City was a controversial part of the redevelopment of east London when it opened in 1987
City was a controversial part of the redevelopment of east London when it opened in 1987

Plane talk: London City Airport turns 30 with ambitious plans to stay in the game

The airport has risen from the post-war wastes of east London to become a challenger for UK top 10 status, thanks to the right kinds of aircraft

Simon Calder
Travel correspondent
Saturday 04 November 2017 15:59

Early in 1988, I took a mystery flight. Discovering at check-in at London City airport that I would be travelling to Amsterdam was not the biggest surprise ever, because the Dutch capital was one of only two possible options for the day trip, the other being Paris. But almost three decades ago, the chance to fly to the continent and back for only £50 was miraculously cheap. So I was thrilled to be allowed out of Britain for the day at all.

After touchdown I headed away from Amsterdam (the city did not at the time have a direct rail link from at Schiphol airport) and instead spent the day exploring the handsome canal network and rich heritage of Leiden. Then I dashed back to the airport to board the Dash 7 turboprop to London City.

London City Airways offered the £50 deal in a desperate bid to fill its planes from the new Docklands airport. It is 30 years ago this week that the Queen officially opened the City airport, probably the most controversial element of the redevelopment of east London.

Initially, London City struggled. Partly that was because the Manhattan-like huddle of high-rises clustered in Canary Wharf was still on the drawing board. And partly it was because the aircraft type was wrong. The Dash 7 was the only plane allowed to be flown from the Docklands airport by London European Airways and its rival, Brymon. It had four expensive engines but carried (on a good day) only 50 passengers.

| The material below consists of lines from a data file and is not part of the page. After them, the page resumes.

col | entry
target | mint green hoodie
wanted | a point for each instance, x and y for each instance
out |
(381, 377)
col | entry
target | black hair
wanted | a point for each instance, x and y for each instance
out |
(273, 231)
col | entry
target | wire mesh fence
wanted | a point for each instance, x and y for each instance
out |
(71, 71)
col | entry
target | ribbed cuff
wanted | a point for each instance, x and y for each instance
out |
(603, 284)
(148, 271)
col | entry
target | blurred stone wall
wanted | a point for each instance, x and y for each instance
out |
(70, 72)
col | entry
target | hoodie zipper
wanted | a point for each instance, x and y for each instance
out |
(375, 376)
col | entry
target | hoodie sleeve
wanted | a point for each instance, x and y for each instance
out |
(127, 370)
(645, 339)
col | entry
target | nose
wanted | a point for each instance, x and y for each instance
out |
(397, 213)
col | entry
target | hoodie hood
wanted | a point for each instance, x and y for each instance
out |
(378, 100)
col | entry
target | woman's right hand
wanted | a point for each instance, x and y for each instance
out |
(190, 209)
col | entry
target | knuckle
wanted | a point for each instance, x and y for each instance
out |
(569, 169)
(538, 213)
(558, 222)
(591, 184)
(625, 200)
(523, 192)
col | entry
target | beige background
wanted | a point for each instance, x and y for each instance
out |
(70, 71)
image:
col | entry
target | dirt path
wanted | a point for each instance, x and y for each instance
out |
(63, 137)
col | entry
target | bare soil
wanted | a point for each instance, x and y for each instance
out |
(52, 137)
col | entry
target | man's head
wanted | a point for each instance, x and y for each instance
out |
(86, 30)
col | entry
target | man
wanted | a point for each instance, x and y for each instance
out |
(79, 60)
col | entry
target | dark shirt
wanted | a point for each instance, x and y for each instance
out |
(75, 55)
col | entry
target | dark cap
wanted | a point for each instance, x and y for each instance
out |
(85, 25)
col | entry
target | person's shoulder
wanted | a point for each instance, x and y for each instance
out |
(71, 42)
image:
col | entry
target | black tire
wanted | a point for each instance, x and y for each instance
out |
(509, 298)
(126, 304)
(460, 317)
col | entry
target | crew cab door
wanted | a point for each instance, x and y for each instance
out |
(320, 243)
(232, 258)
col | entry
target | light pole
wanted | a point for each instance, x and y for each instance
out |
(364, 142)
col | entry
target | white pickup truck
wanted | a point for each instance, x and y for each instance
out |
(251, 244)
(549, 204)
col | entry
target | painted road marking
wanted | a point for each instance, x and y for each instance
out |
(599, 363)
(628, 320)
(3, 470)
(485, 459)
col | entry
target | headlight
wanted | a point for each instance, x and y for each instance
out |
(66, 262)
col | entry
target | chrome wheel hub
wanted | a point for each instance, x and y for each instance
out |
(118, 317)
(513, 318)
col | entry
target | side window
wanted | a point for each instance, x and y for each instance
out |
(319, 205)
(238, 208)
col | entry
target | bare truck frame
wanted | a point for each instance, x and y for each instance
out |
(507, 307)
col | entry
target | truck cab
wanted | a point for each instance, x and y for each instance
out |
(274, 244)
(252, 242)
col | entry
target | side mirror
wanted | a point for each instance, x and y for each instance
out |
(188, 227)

By the summer of that year, the airport management staged an open day designed to convince local residents that a bigger, newer and more popular aircraft, the BAe 146, could fly from London City without deafening the community. The “Whisperjet”, as it was branded, made a series of touch-and-go landings while people from the neighbourhoods enjoyed tea and sandwiches courtesy of the airport owners.

The charm offensive worked. Soon the 146 became the mainstay of the airport, and it remains a regular visitor. "LCY" is now relentlessly busy, except for its day of rest - from lunchtime on Saturday for 24 hours - and has the best public transport link of any London airport. But as City airport has risen from the post-war wastes of London E16 to be a challenger for UK top 10 status, the Whisperjet is being outmanoeuvred for quietness and passenger appeal by newer aircraft.

Declan Collier, the outgoing chief executive, tells me about his hopes for the Embraer E-2 and Bombardier C-Series jets. “Those aircraft are more fuel efficient, they’re substantially quieter, but really excitingly they have three times the range,” he says. “Our current range from London City takes you to the toe of Italy. What the C-Series and the E-2 offer is full loads across the Atlantic, London City-New York.”

At present British Airways’ flagship service, BA1, flies from the Docklands airport to JFK airport in New York. But it is an Airbus A318 which cannot fly the full distance with the fuel it can load at London City, so it touches down en route at Shannon in Ireland – reducing the attraction to time-pressed passengers.

“We’re also looking at full loads to the Middle East, to Tel Aviv and down to the Gulf. And in an all-business-class configuration, with 45 business-class seats, direct flights down into Mumbai and Delhi, and to West Africa,” Mr Collier says.

A £450m redevelopment programme will see a new parallel taxiway, allowing more efficient use of the single, short runway; more parking stands; and, long overdue, an expanded terminal. “We are actively discussing these routes with a number of airlines,” he says. “From 2021 onwards, that’s the type of thing you’ll see London City.”

Mr Collier is handing over to the new chief executive, Robert Sinclair. I wonder if mystery tours are on his agenda.